7. In case of slump sale of more than one undertaking, the computation should be done separately for each undertaking. This is substantiated by Note 5 to Form 3CEA, which requires the computation of net worth of each undertaking to be indicated separately.

8. In case of slump sale in the nature of succession of a firm or a proprietary concern by a company, capital gains made on slump sale may be entitled to exemption u/s.47(xiii) and (xiv), respectively, provided the other conditions of these Sections are satisfied. In case of violation of conditions of S. 47(xiii) or (xiv) in any subsequent year, the benefit availed by the firm or the sole proprietor will be taxable in the hands of the successor company in the year in which the violation takes place as per S. 47A(3).

Besides, if the successor company violates the conditions of S. 47(xiii) or (xiv) by transferring that undertaking under a slump sale within three years of conversion, the undertaking will be classified as a short-term capital asset as per S. 50B. Then, the company would have to pay for the loss of tax benefit due to violation of conditions, as well as tax on the short-term capital gains arising on the slump sale.

9. Gains made by a foreign resident from the alienation of a permanent establishment or a fixed base in India by way of slump sale, shall be taxable in India as per S. 50B read with Article 13 (Capital Gains) of the UN/ OECD Model Convention on Double Taxation Avoidance Agreement.


The term ‘slump sale’ connotes the sale of an entire business undertaking, comprising of various assets net of liabilities for a lump sum or ‘slump’ consideration.
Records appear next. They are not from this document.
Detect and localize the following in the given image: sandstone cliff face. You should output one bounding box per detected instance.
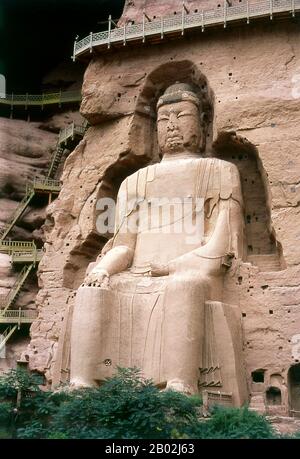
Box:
[0,116,55,305]
[120,0,257,25]
[25,1,300,413]
[0,111,81,372]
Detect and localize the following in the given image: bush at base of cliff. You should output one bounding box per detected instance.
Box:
[44,368,201,439]
[187,406,276,439]
[0,367,278,439]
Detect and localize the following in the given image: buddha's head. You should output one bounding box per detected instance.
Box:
[157,83,208,157]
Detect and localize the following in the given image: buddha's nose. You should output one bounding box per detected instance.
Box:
[167,113,178,131]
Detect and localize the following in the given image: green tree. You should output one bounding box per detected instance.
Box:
[0,367,278,440]
[187,405,276,439]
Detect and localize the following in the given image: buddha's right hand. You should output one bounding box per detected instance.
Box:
[150,263,169,277]
[82,268,110,288]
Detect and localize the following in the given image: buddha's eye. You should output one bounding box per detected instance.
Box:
[177,111,192,118]
[157,116,169,122]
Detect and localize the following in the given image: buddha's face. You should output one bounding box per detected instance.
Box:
[157,100,202,155]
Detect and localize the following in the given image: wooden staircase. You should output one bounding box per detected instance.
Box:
[47,146,65,179]
[0,186,35,241]
[0,121,87,242]
[0,264,34,313]
[0,120,87,353]
[0,326,18,355]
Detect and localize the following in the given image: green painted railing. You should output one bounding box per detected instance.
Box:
[32,177,61,193]
[58,121,87,146]
[0,120,88,349]
[0,240,37,254]
[73,0,299,60]
[0,326,18,353]
[0,310,37,324]
[0,241,42,264]
[11,249,43,265]
[0,90,81,107]
[0,264,34,312]
[0,121,87,241]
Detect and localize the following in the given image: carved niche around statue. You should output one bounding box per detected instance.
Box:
[68,81,249,405]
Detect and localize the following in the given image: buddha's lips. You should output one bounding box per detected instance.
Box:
[166,133,183,142]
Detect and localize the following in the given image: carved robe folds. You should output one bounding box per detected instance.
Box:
[70,157,248,401]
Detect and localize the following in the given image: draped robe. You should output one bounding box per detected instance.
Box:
[70,157,244,392]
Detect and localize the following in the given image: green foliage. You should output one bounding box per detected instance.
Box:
[0,368,40,398]
[0,367,279,439]
[0,401,12,424]
[280,430,300,439]
[187,406,276,439]
[48,368,199,439]
[17,421,45,440]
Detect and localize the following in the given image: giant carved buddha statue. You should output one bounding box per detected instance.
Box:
[70,83,248,401]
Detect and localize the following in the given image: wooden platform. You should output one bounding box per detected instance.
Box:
[73,0,300,60]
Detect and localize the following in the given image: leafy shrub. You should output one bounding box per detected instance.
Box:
[0,367,277,439]
[187,405,276,439]
[48,368,199,439]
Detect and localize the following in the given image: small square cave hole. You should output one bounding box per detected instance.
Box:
[251,369,265,383]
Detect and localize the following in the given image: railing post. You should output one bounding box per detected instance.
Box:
[10,93,14,119]
[292,0,295,17]
[246,0,250,24]
[123,21,127,46]
[142,13,145,43]
[161,16,164,39]
[18,308,21,329]
[33,240,36,266]
[270,0,273,20]
[143,11,151,43]
[181,3,185,35]
[59,89,62,108]
[108,15,112,49]
[25,93,28,110]
[42,93,44,111]
[72,36,77,62]
[201,10,205,32]
[224,0,227,28]
[89,31,93,53]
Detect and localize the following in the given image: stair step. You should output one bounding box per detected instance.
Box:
[247,255,282,272]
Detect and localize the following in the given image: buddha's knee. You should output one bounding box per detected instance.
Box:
[166,273,209,294]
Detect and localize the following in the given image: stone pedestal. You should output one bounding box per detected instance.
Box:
[200,301,248,407]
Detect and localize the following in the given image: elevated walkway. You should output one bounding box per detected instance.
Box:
[73,0,300,61]
[0,241,43,264]
[0,310,37,354]
[0,310,37,325]
[0,240,39,254]
[48,121,88,178]
[0,90,81,109]
[0,115,87,343]
[32,177,61,195]
[0,121,87,241]
[11,249,43,265]
[0,179,60,241]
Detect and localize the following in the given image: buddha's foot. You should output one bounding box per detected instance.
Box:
[165,379,195,395]
[69,379,95,390]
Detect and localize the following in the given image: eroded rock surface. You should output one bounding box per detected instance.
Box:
[18,0,300,415]
[0,111,81,368]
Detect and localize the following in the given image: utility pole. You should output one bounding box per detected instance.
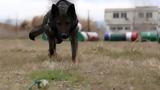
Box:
[87,10,90,32]
[132,9,136,31]
[16,13,18,38]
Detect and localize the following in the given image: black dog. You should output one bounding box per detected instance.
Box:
[29,0,78,63]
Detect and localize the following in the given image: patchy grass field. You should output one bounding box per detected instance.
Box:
[0,39,160,90]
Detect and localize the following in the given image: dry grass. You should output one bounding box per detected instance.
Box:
[0,39,160,90]
[0,23,17,31]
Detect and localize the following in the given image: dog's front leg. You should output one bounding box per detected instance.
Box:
[29,26,44,40]
[48,37,56,58]
[70,30,78,63]
[29,13,49,41]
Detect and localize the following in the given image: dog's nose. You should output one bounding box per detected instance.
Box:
[61,33,68,39]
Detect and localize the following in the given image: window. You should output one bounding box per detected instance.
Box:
[113,13,119,18]
[146,12,152,18]
[121,13,127,18]
[151,27,157,30]
[139,13,144,18]
[125,27,130,30]
[117,27,123,30]
[110,27,116,30]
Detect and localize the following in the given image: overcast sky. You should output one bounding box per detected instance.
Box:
[0,0,160,22]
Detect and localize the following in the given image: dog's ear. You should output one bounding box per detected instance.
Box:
[51,4,59,17]
[67,4,76,18]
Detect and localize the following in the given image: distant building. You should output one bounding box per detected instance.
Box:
[104,6,160,32]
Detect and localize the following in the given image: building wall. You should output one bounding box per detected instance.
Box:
[105,9,134,25]
[158,11,160,29]
[104,6,160,32]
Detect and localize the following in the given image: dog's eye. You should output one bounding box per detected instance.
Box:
[56,22,61,26]
[65,21,70,25]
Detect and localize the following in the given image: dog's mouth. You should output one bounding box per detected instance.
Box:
[58,33,69,40]
[61,33,68,39]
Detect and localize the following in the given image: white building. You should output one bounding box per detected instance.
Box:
[104,6,160,32]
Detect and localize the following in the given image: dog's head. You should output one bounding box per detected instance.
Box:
[50,2,78,39]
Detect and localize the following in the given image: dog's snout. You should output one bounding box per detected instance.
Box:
[61,33,68,39]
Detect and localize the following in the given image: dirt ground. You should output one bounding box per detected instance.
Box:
[0,39,160,90]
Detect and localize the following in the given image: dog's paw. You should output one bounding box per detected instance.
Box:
[29,32,35,41]
[56,39,63,44]
[72,59,77,64]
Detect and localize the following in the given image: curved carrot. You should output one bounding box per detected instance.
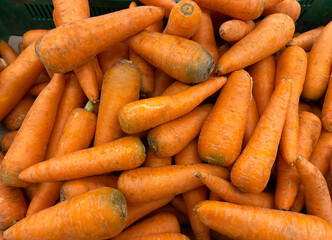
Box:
[195,201,332,240]
[143,148,172,167]
[243,97,259,147]
[94,60,140,146]
[322,70,332,131]
[198,70,252,166]
[151,69,174,97]
[4,187,127,240]
[287,26,324,51]
[0,73,65,187]
[171,196,188,215]
[128,233,190,240]
[302,21,332,101]
[4,94,34,131]
[161,81,190,96]
[219,20,255,43]
[139,0,176,18]
[22,29,49,48]
[18,42,24,53]
[0,40,18,64]
[216,14,294,75]
[1,131,17,153]
[264,0,283,9]
[231,79,291,193]
[118,76,227,134]
[263,0,301,22]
Courts have held in a catena of judgments that the taxing authorities in case of a slump sale can not split the sale consideration and attribute it to different assets. Further, under the VAT and Sales Tax laws the term “business” is not covered under the definition of goods and accordingly no VAT implication would trigger on the transactions involving the transfer of business as a whole. The Allahabad High Court also upheld the same view in the case of Sri Ram Sahai vs. Commissioner of Sales Tax (1963) 14 STC 275 (All) and the Madras High Court in the case of Monsanto Chemicals Of India (P.) Limited V. The State of Tamil Nadu (1982) 51 STC 278 (Mad).

In the case of Coromondal Fertilizers Limited vs. State of AP and Spectra Bottling Co. v. State of AP,(1999) 112 STC 1 AP also the High Court of Andhra Pradesh held that sale of business would not be construed as sale in the course of business and hence would not be subject to sales tax.

If the position was reasonably clear-cut that a sale of a factory would attract only stamp duty and would not attract VAT, that would probably be acceptable to industry. However, all such transactions have several items of plant that are embedded in the ground and many other items that are movable in the factory. Even with respect to the items that are embedded in the ground, there would be many that can easily be removed and transported to any other location if required.

Therefore, a person entering into such a transaction has to face considerable uncertainty on the extent to which VAT is applicable on the transaction, along with the prospect of double taxation, since stamp duty would also be applicable.


As discussed in the previous section, no sales tax payable on the transfer of a business as a going concern, including the transfer of a whole unit or division of any business under the value-added tax laws or the local sales tax laws. This is based on the rationale that the sale of an entire business cannot be equated with the sale of movable goods, the latter being subject to sales tax. The prevalent view in relation to sales tax in the case of a slump sale is that such sale would not attract sales tax since a business is not considered to be “goods” under sales tax laws.